Sue Cox

Sue Cox

Saturday, 4 April 2015

Feeling sorry for myself!





I hate "Pity me" stories, and I am loathe ever to talk about my own! I have  a real horror at ever being seen as a "victim", having fought so very hard to be a survivor! But right now I am feeling a bit vulnerable, and when I feel like that I need to talk about it to someone I trust.
Abuse survivors don't trust easily, our trust barometers are completely shot, and we either trust people without question and often that leaves us vulnerable to further abuse, or we mistrust people in which case we can hurt others or alienate them!
I am so lucky because in the last few years I have found real trustworthy compassionate human beings, and they have  all been Atheists, humanists, secularists. 
I get so sick of hearing from religious people that THEY are the "good guys". It is simply NOT true!
I have had a wonderful few weeks, I have been teaching people in my "day job" that have all been brilliant, I have been to Italy to give a lecture about Survivors Voice Europe  in a college there, and also to be with my dear friends. I have been to Poland and spoken in the Polish parliament,taken part in the atheists conference there  and met some exceptional amazing people. 
I get lovely messages every day from all over the World from other survivors and "like minded" people that lift my spirits and make me smile.
I have a great husband, fabulous kids, and three delightful grandchildren.
So what on earth would I have to whinge about?
The answer is of course more of the wretched legacy of the catholic church and the abuse I suffered. 
And today it is just really pissing  me off!
I am passionately keen to continue to teach the neuro-biology of childhood abuse, the research to demonstrate the damage to the brain and immune and metabolic systems is damning and the severity of it needs to be talked about more.
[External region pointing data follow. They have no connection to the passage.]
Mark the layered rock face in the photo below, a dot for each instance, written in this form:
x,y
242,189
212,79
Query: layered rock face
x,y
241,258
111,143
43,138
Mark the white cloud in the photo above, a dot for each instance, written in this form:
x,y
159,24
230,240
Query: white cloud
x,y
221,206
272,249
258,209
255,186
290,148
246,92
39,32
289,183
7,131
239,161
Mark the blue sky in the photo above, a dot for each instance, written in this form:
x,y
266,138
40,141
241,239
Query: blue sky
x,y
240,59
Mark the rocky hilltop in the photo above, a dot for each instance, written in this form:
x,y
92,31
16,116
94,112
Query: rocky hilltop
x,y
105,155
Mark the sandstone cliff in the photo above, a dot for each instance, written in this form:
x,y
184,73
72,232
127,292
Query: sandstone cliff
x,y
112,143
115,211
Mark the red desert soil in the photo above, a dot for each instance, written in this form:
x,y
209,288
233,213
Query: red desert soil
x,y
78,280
It is my privilege privilege to be able to do that.
But  often, to provide context, I talk about my own "legacy" from that, and I flippantly say I have nine life threatening or life limiting conditions.
All true, but usually I say it as if it is someone else I am talking about, I don't really "feel" it.
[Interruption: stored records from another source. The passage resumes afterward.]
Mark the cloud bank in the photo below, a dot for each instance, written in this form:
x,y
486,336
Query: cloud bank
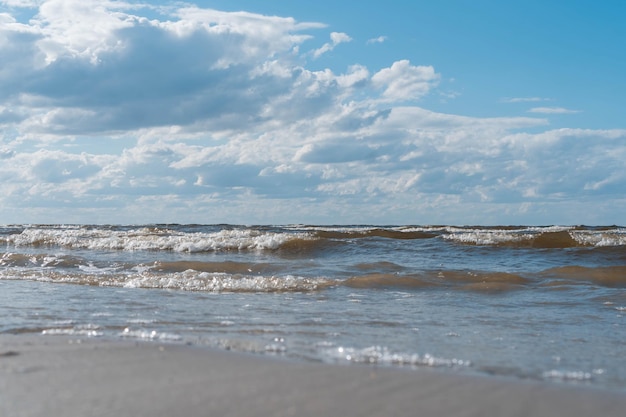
x,y
117,112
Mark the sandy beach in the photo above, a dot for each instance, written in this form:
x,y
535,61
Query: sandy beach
x,y
61,376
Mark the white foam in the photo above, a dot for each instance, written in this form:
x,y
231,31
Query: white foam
x,y
382,355
149,239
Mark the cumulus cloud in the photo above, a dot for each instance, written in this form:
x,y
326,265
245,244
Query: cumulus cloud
x,y
335,39
200,115
379,39
524,99
403,81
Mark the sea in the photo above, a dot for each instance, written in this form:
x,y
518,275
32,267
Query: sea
x,y
529,303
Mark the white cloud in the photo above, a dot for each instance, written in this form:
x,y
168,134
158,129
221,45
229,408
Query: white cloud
x,y
379,39
552,110
335,39
524,99
403,81
200,115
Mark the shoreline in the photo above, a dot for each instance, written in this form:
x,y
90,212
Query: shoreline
x,y
68,376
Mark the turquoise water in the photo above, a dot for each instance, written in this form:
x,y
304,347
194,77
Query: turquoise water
x,y
543,303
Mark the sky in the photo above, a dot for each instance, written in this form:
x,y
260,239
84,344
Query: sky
x,y
460,112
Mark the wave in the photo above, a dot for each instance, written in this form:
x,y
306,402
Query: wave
x,y
541,238
605,276
152,239
464,280
296,240
188,280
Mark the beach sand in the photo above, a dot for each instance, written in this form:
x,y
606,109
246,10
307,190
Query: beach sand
x,y
61,376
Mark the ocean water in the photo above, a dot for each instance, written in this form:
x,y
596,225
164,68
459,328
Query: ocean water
x,y
539,303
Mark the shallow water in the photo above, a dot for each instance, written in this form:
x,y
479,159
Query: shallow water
x,y
544,303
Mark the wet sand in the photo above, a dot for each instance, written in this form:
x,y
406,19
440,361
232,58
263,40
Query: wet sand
x,y
61,376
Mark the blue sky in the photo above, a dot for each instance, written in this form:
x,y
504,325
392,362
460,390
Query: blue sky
x,y
455,112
Yesterday I learned I have two more silly conditions, one of which will mean I have to take steroids every day for the rest of my life, and all of a sudden I was "feeling it"!
I am frightened.
So please my dear friends, forgive me for this self -pitying rant! 
Now I cannot categorically prove that all of my ills stem from being abused so badly as a child, but the science tells me that is absolutely the case, and the evidence is very clear. 
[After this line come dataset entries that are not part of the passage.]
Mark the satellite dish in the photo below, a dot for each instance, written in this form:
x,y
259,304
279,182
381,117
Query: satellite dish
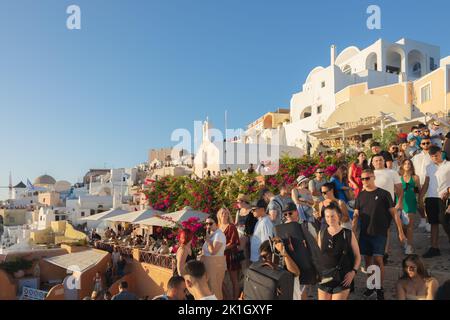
x,y
62,186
I have always seemed to be able to "dig deep" to fight my way  out of a hole, those survivor skills have been honed by adversity!
But today I am frightened.
I will process it of course, and I will come out fighting ! I need to make it count, to transform that shit into manure for a beautiful garden! I need to step up my work and get these messages out to everyone, that way at least it will not have been for nothing.
So if you love me, and care about my fellow survivors, keep sending me those messages, showing me your pictures, inviting me to speak to you, helping me tell people about the truth of these crimes, and stop these tyrants from damaging anyone ever again.
Now I WILL dry my tears and get on with it!